Drilling through that fire brick and installing a cleanout cap where it's going into the wall right now is some nice job security. $$$:yes:


----------



## 422 plumber (Jul 31, 2008)

That w.h. is a Whirlpool Flamelock. It will light on pilot, but won't burn. So, a new thermostat has been shipped from the manufacturer and I will install it Mon. I repiped the kitchen waste line two years ago.


----------



## Wethead (Oct 13, 2008)

I also luv the Teflon tape on the unions 

I wonder how many people in this world don't realize that the "face" of the union holds the seal not the threads, 

That is teflon tape right?


----------



## Redwood (Sep 8, 2008)

jjbex said:


> That w.h. is a Whirlpool Flamelock. It will light on pilot, but won't burn. So, a new thermostat has been shipped from the manufacturer and I will install it Mon. I repiped the kitchen waste line two years ago.
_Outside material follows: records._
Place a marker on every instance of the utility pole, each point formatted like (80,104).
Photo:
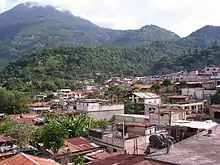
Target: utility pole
(168,133)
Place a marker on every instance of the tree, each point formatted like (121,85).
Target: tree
(79,160)
(54,135)
(12,101)
(5,124)
(156,87)
(167,82)
(215,99)
(115,94)
(25,134)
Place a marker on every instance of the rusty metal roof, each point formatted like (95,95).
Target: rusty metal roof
(4,139)
(24,118)
(125,159)
(77,145)
(38,104)
(24,159)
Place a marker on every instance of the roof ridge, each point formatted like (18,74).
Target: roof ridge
(29,158)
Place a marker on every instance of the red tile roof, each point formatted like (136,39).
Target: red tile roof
(24,159)
(125,159)
(4,139)
(215,106)
(178,97)
(23,118)
(100,155)
(38,104)
(133,124)
(144,86)
(194,83)
(77,145)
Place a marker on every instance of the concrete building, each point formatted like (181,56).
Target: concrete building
(214,113)
(200,149)
(145,98)
(177,99)
(190,75)
(99,109)
(165,116)
(128,134)
(197,93)
(38,107)
(191,107)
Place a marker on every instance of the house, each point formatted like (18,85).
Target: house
(197,93)
(190,106)
(162,117)
(177,99)
(126,134)
(214,112)
(38,107)
(126,159)
(72,147)
(99,109)
(6,140)
(182,129)
(24,118)
(25,159)
(200,149)
(28,118)
(145,98)
(189,76)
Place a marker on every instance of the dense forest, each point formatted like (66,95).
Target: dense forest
(189,60)
(51,68)
(26,28)
(60,67)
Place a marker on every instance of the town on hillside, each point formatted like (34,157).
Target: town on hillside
(170,119)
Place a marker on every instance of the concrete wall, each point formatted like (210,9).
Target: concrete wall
(212,111)
(132,118)
(163,118)
(142,143)
(141,130)
(153,101)
(83,106)
(198,93)
(107,115)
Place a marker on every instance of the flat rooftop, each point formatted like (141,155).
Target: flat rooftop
(200,149)
(195,124)
(133,115)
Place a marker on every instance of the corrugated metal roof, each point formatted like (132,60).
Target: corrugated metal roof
(4,139)
(125,159)
(38,104)
(24,118)
(100,155)
(77,145)
(146,95)
(178,97)
(24,159)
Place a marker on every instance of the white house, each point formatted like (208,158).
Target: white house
(145,98)
(99,109)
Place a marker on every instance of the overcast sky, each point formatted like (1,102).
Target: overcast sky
(179,16)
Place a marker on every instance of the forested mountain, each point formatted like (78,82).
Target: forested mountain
(31,27)
(188,60)
(203,37)
(59,67)
(146,35)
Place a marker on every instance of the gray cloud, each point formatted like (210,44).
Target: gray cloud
(180,16)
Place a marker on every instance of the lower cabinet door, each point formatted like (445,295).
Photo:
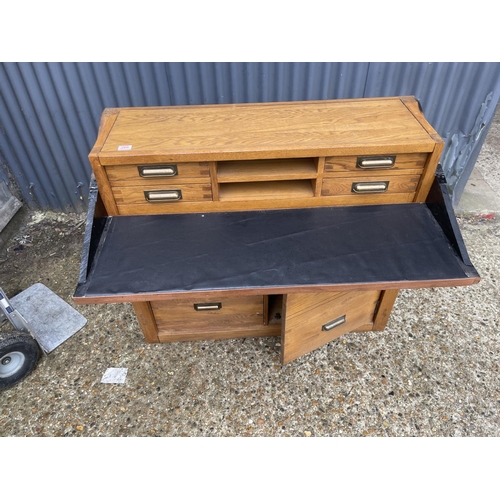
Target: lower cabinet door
(311,320)
(208,318)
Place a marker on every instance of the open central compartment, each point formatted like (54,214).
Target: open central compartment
(266,179)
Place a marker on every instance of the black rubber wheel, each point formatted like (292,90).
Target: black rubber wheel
(19,353)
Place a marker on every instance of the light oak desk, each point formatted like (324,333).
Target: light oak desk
(298,219)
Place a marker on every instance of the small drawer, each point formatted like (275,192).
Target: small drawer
(402,163)
(369,185)
(164,173)
(162,193)
(206,314)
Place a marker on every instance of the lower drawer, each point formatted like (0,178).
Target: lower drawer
(205,315)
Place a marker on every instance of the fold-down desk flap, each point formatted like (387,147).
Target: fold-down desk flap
(274,251)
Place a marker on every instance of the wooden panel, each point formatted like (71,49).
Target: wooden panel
(108,119)
(146,320)
(135,194)
(269,203)
(414,162)
(306,314)
(343,185)
(188,336)
(236,313)
(271,190)
(387,299)
(428,177)
(128,175)
(266,170)
(264,130)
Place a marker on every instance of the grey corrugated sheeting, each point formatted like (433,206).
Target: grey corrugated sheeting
(49,112)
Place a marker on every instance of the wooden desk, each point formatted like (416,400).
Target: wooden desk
(294,219)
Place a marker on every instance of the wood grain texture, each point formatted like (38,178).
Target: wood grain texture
(320,168)
(384,308)
(146,321)
(188,336)
(108,119)
(413,161)
(429,172)
(339,186)
(266,170)
(236,313)
(270,130)
(188,173)
(213,178)
(125,195)
(270,190)
(305,314)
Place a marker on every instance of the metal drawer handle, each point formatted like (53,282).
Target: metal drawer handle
(370,187)
(333,324)
(376,162)
(158,196)
(157,170)
(214,306)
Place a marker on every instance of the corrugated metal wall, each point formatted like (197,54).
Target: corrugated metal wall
(49,112)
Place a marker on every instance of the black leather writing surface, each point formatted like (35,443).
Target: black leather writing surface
(274,248)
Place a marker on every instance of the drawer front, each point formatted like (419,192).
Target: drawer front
(311,320)
(165,173)
(207,314)
(360,186)
(162,194)
(402,163)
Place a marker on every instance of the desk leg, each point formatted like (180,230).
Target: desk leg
(147,320)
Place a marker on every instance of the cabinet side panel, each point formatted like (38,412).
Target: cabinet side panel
(146,320)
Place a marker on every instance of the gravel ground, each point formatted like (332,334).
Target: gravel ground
(434,371)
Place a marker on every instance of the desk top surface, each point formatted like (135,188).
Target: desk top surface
(265,130)
(274,251)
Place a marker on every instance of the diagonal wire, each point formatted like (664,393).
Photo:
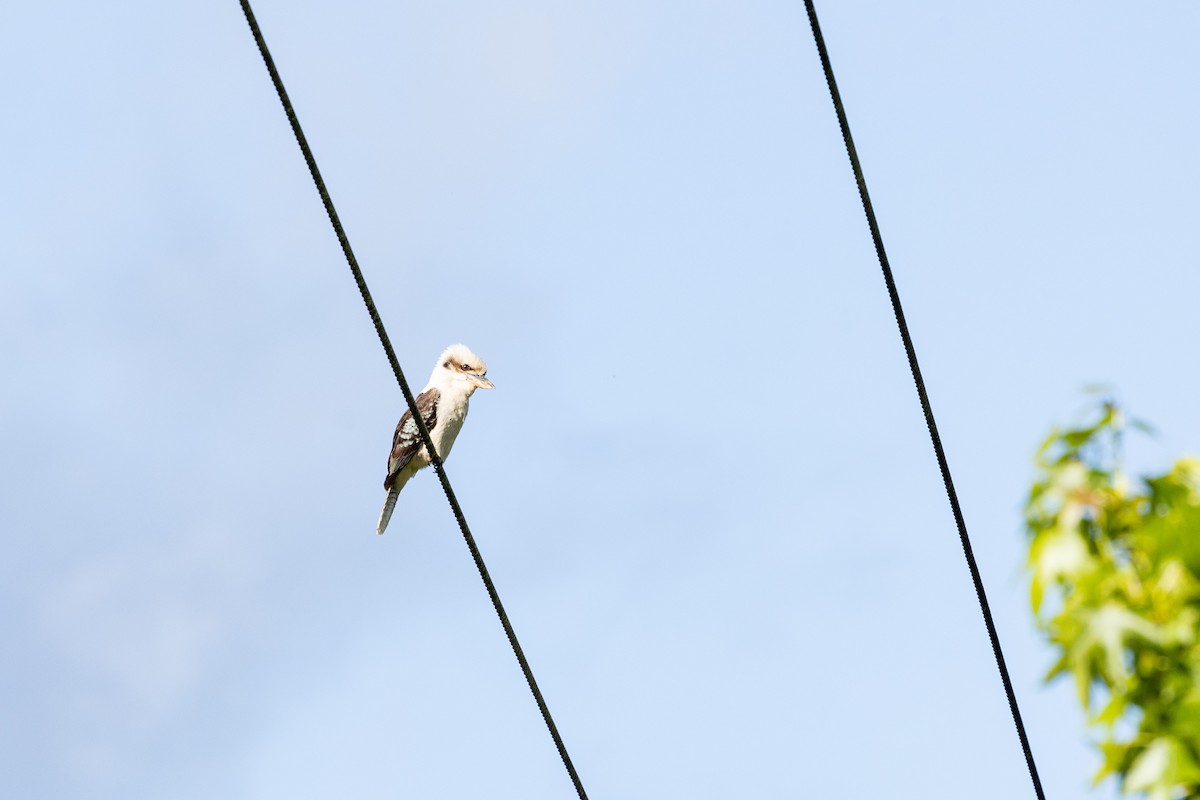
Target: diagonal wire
(408,396)
(924,397)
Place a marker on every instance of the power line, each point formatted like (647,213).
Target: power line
(408,396)
(924,397)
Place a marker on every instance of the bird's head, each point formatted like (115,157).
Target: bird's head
(462,370)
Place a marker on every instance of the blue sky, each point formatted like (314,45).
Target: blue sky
(703,485)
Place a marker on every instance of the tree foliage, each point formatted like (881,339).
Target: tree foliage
(1116,590)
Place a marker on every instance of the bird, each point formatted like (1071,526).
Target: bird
(443,407)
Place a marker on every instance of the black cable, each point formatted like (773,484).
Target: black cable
(408,397)
(924,397)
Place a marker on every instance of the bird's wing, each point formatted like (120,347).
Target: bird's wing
(407,441)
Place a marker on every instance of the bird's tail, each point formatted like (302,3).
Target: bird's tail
(389,505)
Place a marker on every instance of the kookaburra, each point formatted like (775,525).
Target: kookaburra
(443,405)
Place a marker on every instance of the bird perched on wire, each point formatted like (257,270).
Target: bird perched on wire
(443,407)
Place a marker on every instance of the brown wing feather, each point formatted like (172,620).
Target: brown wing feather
(407,441)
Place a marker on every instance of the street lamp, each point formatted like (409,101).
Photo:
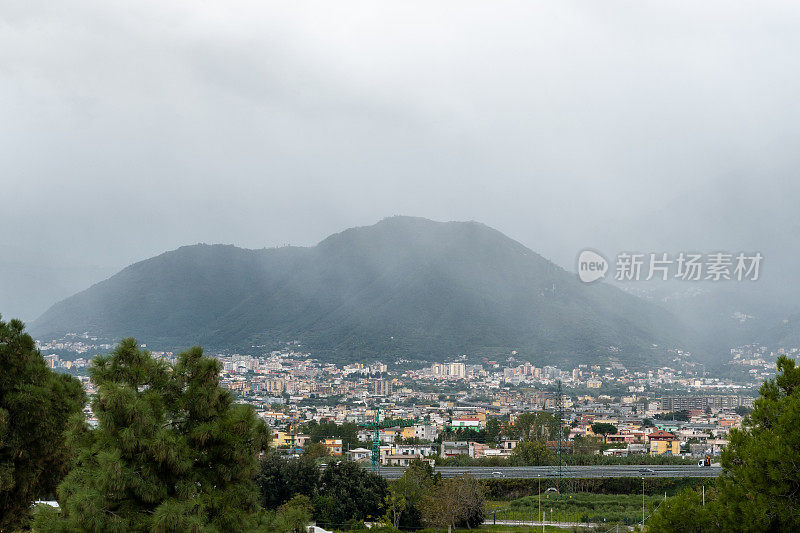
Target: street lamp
(642,502)
(540,500)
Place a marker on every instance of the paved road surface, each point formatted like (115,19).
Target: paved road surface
(526,472)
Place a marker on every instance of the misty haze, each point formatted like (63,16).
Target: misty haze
(404,224)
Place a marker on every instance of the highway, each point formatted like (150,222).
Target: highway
(527,472)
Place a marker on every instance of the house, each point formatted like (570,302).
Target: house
(663,443)
(359,454)
(293,441)
(334,446)
(508,444)
(466,423)
(404,454)
(477,449)
(452,449)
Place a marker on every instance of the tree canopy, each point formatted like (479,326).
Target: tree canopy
(171,450)
(35,407)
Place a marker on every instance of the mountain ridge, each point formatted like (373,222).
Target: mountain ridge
(402,288)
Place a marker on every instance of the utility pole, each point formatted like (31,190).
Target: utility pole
(540,500)
(642,502)
(559,417)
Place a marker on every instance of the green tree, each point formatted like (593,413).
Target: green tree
(540,425)
(349,492)
(171,451)
(685,513)
(455,502)
(531,452)
(493,429)
(315,450)
(280,479)
(294,515)
(35,407)
(404,503)
(604,429)
(759,488)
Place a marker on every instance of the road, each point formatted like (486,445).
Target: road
(527,472)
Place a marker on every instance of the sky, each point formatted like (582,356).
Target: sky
(132,128)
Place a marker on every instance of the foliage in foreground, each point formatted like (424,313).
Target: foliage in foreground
(344,492)
(171,451)
(35,406)
(759,488)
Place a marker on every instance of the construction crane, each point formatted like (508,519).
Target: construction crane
(376,425)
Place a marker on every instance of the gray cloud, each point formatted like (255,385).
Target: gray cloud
(132,128)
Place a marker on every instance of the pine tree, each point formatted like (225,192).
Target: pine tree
(759,488)
(35,406)
(171,450)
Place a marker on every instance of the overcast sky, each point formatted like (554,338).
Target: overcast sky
(131,128)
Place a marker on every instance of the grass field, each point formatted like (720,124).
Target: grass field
(576,507)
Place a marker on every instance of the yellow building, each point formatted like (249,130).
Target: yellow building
(664,443)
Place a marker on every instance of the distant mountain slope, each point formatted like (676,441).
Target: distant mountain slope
(405,287)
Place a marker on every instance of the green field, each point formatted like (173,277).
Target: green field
(577,507)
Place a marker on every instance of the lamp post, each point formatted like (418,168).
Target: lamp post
(540,500)
(642,502)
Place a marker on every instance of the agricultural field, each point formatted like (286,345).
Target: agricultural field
(576,507)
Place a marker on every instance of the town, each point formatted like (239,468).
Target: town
(464,412)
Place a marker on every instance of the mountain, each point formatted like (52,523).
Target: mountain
(404,287)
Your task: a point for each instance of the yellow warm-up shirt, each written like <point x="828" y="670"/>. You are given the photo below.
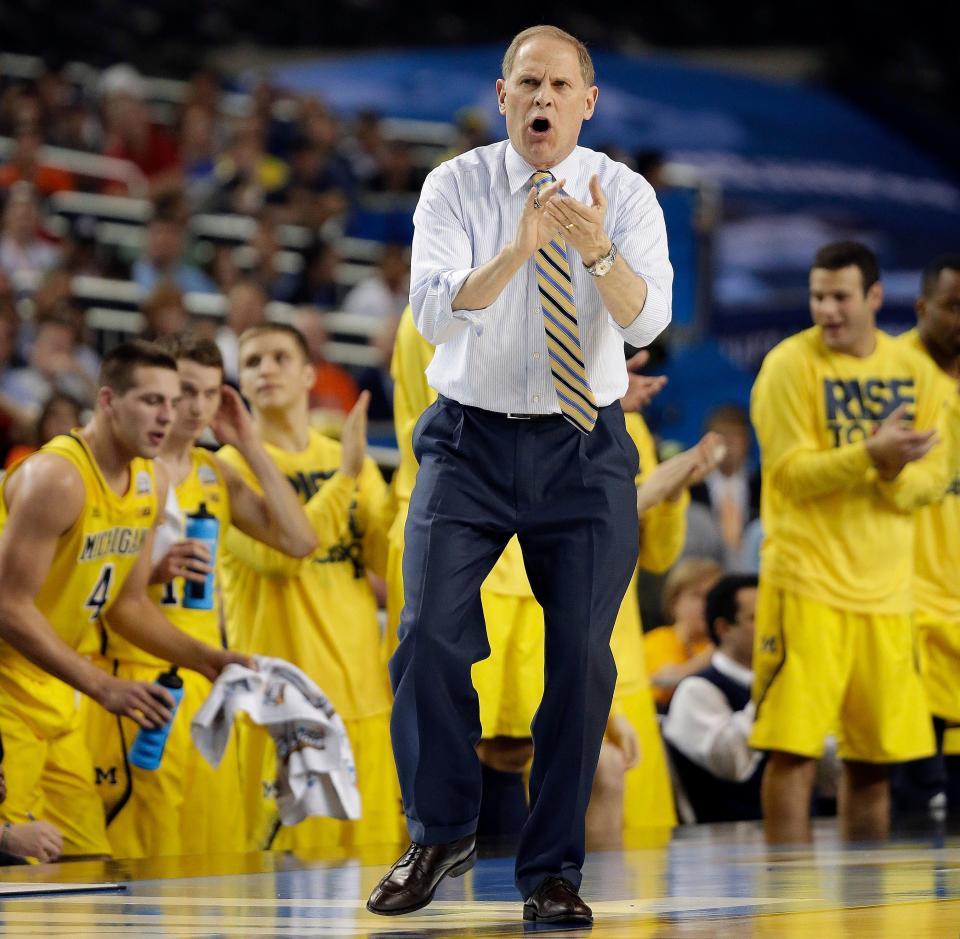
<point x="936" y="582"/>
<point x="203" y="484"/>
<point x="318" y="612"/>
<point x="663" y="528"/>
<point x="91" y="561"/>
<point x="834" y="532"/>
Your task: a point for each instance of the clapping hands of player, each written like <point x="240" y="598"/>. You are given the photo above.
<point x="672" y="476"/>
<point x="232" y="424"/>
<point x="353" y="437"/>
<point x="895" y="443"/>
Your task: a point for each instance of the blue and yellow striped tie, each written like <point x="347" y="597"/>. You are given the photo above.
<point x="555" y="287"/>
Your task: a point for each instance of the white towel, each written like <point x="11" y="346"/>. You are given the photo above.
<point x="315" y="769"/>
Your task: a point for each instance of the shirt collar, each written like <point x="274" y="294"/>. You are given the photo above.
<point x="733" y="670"/>
<point x="519" y="170"/>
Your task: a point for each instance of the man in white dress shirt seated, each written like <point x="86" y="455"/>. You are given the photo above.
<point x="711" y="715"/>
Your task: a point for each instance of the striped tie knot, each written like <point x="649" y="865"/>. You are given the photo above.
<point x="564" y="352"/>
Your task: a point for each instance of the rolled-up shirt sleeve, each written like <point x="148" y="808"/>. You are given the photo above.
<point x="442" y="259"/>
<point x="641" y="237"/>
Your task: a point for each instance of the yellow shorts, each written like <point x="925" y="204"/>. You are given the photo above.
<point x="184" y="806"/>
<point x="510" y="682"/>
<point x="648" y="796"/>
<point x="51" y="779"/>
<point x="819" y="669"/>
<point x="938" y="643"/>
<point x="381" y="822"/>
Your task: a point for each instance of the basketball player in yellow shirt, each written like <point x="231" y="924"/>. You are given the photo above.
<point x="937" y="547"/>
<point x="78" y="522"/>
<point x="319" y="612"/>
<point x="185" y="806"/>
<point x="846" y="418"/>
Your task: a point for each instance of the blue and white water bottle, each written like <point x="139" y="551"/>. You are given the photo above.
<point x="147" y="749"/>
<point x="202" y="526"/>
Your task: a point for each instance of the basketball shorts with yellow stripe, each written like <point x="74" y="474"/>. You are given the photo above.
<point x="50" y="777"/>
<point x="938" y="643"/>
<point x="183" y="807"/>
<point x="381" y="821"/>
<point x="647" y="796"/>
<point x="820" y="669"/>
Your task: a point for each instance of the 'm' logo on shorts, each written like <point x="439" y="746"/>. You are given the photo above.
<point x="106" y="775"/>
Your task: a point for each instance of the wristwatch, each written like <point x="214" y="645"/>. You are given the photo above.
<point x="603" y="264"/>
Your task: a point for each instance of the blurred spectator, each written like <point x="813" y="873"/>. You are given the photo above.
<point x="473" y="130"/>
<point x="711" y="714"/>
<point x="248" y="177"/>
<point x="267" y="270"/>
<point x="199" y="154"/>
<point x="396" y="172"/>
<point x="366" y="146"/>
<point x="320" y="286"/>
<point x="55" y="364"/>
<point x="322" y="184"/>
<point x="59" y="415"/>
<point x="334" y="389"/>
<point x="14" y="418"/>
<point x="129" y="132"/>
<point x="224" y="268"/>
<point x="165" y="313"/>
<point x="246" y="307"/>
<point x="386" y="292"/>
<point x="22" y="250"/>
<point x="162" y="258"/>
<point x="729" y="498"/>
<point x="674" y="652"/>
<point x="26" y="166"/>
<point x="377" y="378"/>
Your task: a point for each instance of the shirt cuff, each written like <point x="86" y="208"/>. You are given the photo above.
<point x="653" y="319"/>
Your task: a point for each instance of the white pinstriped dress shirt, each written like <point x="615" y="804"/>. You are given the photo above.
<point x="496" y="358"/>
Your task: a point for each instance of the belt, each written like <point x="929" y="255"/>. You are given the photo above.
<point x="513" y="416"/>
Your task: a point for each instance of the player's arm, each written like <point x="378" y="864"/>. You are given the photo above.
<point x="328" y="511"/>
<point x="135" y="617"/>
<point x="273" y="516"/>
<point x="45" y="498"/>
<point x="922" y="469"/>
<point x="784" y="416"/>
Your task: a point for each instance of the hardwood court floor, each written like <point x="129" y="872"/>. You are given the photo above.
<point x="708" y="881"/>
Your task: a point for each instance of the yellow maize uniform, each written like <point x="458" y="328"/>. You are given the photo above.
<point x="49" y="769"/>
<point x="834" y="631"/>
<point x="936" y="585"/>
<point x="509" y="682"/>
<point x="319" y="613"/>
<point x="184" y="806"/>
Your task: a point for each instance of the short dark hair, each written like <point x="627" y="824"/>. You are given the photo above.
<point x="284" y="328"/>
<point x="119" y="364"/>
<point x="931" y="273"/>
<point x="722" y="600"/>
<point x="840" y="254"/>
<point x="193" y="349"/>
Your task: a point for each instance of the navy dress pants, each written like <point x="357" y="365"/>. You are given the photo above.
<point x="571" y="499"/>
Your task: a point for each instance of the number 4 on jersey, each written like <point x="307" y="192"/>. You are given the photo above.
<point x="100" y="595"/>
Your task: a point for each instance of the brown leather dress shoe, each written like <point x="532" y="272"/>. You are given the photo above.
<point x="412" y="881"/>
<point x="556" y="901"/>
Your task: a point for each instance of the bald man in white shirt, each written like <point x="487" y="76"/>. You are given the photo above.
<point x="534" y="260"/>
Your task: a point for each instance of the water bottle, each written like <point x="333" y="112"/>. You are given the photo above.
<point x="147" y="749"/>
<point x="201" y="526"/>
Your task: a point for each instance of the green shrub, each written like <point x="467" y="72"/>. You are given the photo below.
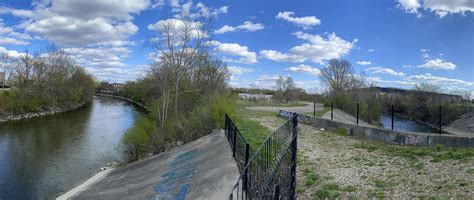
<point x="136" y="140"/>
<point x="221" y="106"/>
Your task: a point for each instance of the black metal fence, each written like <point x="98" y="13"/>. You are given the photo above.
<point x="240" y="148"/>
<point x="271" y="172"/>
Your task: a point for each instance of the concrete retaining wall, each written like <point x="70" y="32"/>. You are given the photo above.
<point x="385" y="135"/>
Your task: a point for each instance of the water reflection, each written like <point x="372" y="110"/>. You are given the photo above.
<point x="404" y="124"/>
<point x="44" y="157"/>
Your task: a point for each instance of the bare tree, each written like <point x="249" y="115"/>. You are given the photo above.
<point x="181" y="44"/>
<point x="338" y="75"/>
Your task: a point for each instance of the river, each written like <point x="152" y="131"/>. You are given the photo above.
<point x="42" y="158"/>
<point x="404" y="124"/>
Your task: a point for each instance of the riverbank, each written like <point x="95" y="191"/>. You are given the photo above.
<point x="141" y="105"/>
<point x="29" y="115"/>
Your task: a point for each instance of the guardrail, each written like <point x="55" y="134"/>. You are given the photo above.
<point x="271" y="172"/>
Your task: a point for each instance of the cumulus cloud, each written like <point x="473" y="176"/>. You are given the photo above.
<point x="9" y="36"/>
<point x="236" y="70"/>
<point x="104" y="57"/>
<point x="382" y="70"/>
<point x="440" y="7"/>
<point x="438" y="64"/>
<point x="306" y="22"/>
<point x="364" y="62"/>
<point x="235" y="49"/>
<point x="316" y="49"/>
<point x="437" y="80"/>
<point x="11" y="53"/>
<point x="246" y="26"/>
<point x="304" y="69"/>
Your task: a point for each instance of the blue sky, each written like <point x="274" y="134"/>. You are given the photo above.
<point x="395" y="43"/>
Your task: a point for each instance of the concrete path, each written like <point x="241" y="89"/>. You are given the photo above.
<point x="203" y="169"/>
<point x="344" y="117"/>
<point x="300" y="109"/>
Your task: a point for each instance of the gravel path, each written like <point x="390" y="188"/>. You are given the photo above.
<point x="300" y="109"/>
<point x="331" y="164"/>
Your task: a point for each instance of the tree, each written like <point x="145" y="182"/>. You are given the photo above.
<point x="181" y="44"/>
<point x="339" y="76"/>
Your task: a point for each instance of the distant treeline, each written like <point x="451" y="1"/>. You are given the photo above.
<point x="44" y="81"/>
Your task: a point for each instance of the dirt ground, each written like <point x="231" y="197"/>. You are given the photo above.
<point x="334" y="166"/>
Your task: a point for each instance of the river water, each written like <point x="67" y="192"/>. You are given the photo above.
<point x="43" y="158"/>
<point x="404" y="124"/>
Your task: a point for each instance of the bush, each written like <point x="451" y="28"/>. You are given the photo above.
<point x="220" y="107"/>
<point x="137" y="141"/>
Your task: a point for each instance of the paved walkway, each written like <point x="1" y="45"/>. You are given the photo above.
<point x="203" y="169"/>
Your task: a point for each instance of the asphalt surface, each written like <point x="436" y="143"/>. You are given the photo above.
<point x="202" y="169"/>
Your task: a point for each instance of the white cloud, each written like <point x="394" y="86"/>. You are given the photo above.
<point x="382" y="70"/>
<point x="364" y="62"/>
<point x="280" y="57"/>
<point x="235" y="70"/>
<point x="428" y="77"/>
<point x="235" y="49"/>
<point x="317" y="49"/>
<point x="438" y="64"/>
<point x="73" y="31"/>
<point x="304" y="69"/>
<point x="440" y="7"/>
<point x="11" y="53"/>
<point x="246" y="26"/>
<point x="10" y="36"/>
<point x="306" y="22"/>
<point x="102" y="57"/>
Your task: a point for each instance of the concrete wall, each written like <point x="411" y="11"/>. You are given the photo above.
<point x="385" y="135"/>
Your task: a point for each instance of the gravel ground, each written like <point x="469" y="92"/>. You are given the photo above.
<point x="330" y="166"/>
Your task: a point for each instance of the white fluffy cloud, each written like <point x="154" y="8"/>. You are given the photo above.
<point x="304" y="69"/>
<point x="10" y="36"/>
<point x="438" y="64"/>
<point x="235" y="49"/>
<point x="236" y="70"/>
<point x="428" y="77"/>
<point x="382" y="70"/>
<point x="246" y="26"/>
<point x="440" y="7"/>
<point x="364" y="62"/>
<point x="105" y="57"/>
<point x="316" y="49"/>
<point x="306" y="22"/>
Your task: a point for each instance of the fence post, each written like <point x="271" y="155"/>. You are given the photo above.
<point x="294" y="145"/>
<point x="247" y="154"/>
<point x="440" y="119"/>
<point x="234" y="142"/>
<point x="276" y="195"/>
<point x="392" y="117"/>
<point x="357" y="113"/>
<point x="332" y="108"/>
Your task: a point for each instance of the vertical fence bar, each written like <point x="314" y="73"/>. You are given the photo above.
<point x="234" y="142"/>
<point x="293" y="156"/>
<point x="276" y="195"/>
<point x="247" y="154"/>
<point x="357" y="113"/>
<point x="440" y="120"/>
<point x="332" y="108"/>
<point x="392" y="117"/>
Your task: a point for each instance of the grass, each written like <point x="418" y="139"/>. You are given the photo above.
<point x="319" y="113"/>
<point x="438" y="153"/>
<point x="242" y="102"/>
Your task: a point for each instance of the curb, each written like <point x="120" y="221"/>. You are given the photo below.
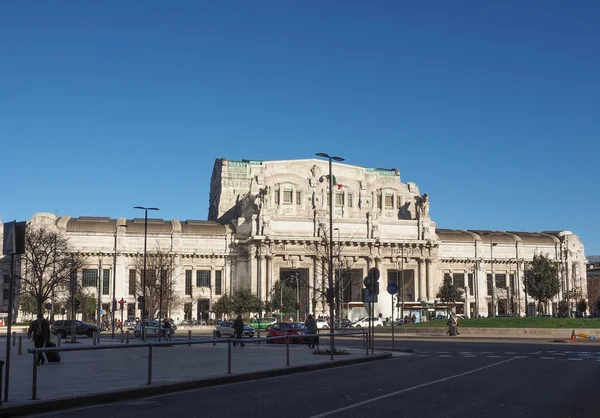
<point x="57" y="404"/>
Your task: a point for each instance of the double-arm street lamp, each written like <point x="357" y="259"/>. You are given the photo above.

I haven't fixed a Whirlpool Flamelock since the first one I did...
The callbacks on that one taught me everything I needed to know about them...

I would have hated to own a bunch of them!

Replacement with a Bradford White is the only thing I would consider...
Even Whirlpool doesn't know how to fix em!


----------



## rocksteady (Oct 8, 2008)

that is a pretty crazy install (but sadly, not something i haven't run across many times). looks like the draft diverter was the one that was on the old heater. it _had_ screws in it at one time but the elbow doesn't look to have any screw holes in it. 

the use of teflon tape is hugely missunderstood by the handyhack. i see it all the time on union threads, gargen hose threads, compression fittings, w/h flex connectors, flared gas connections, ect. 







paul


----------



## para1 (Jun 17, 2008)

Redwood said:


> I haven't fixed a Whirlpool Flamelock since the first one I did...
> The callbacks on that one taught me everything I needed to know about them...
> 
> I would have hated to own a bunch of them!
> ...


 
*so true.*


----------



## JCsPlumbing (Jul 1, 2008)

Is the fog in the second pick something burning?

J.C.


----------



## 422 plumber (Jul 31, 2008)

Nah,
just a bad pic. I went back tonight and replaced the thermostat. All good.


----------



## JCsPlumbing (Jul 1, 2008)

And The Venting?!?!?!

J.c.


----------



## cincnc (Oct 14, 2008)

alright so here's my take on it, so the reason you need a gap on the natural draft from the flue is that the outside air actually slows down the flue gas... So when you take out the air gap, and push it flat like that to the water heater you completely kill the efficiency of the w.h. plus since it ain't a condensate flue you really do need it to be level not have a backfall on it. 


and shoot your gas bill way up... oh and how i hate black poly... really a pain in the ass, only ran in the runs to the meters here cause it's cheaper than pex by a little... problem is it goes brittle, and slowly breaks apart in long splits... 

i didn't see an expansion tank, but what i did see were dielectric unions, which is good, but that he goes to a brass coupling which is just odd, apparently he just didn't know how to use a tape...


----------



## 422 plumber (Jul 31, 2008)

I busted a hole in the chimney, about 8" higher than the old one. Cemented the flue in, and patched the old hole.


----------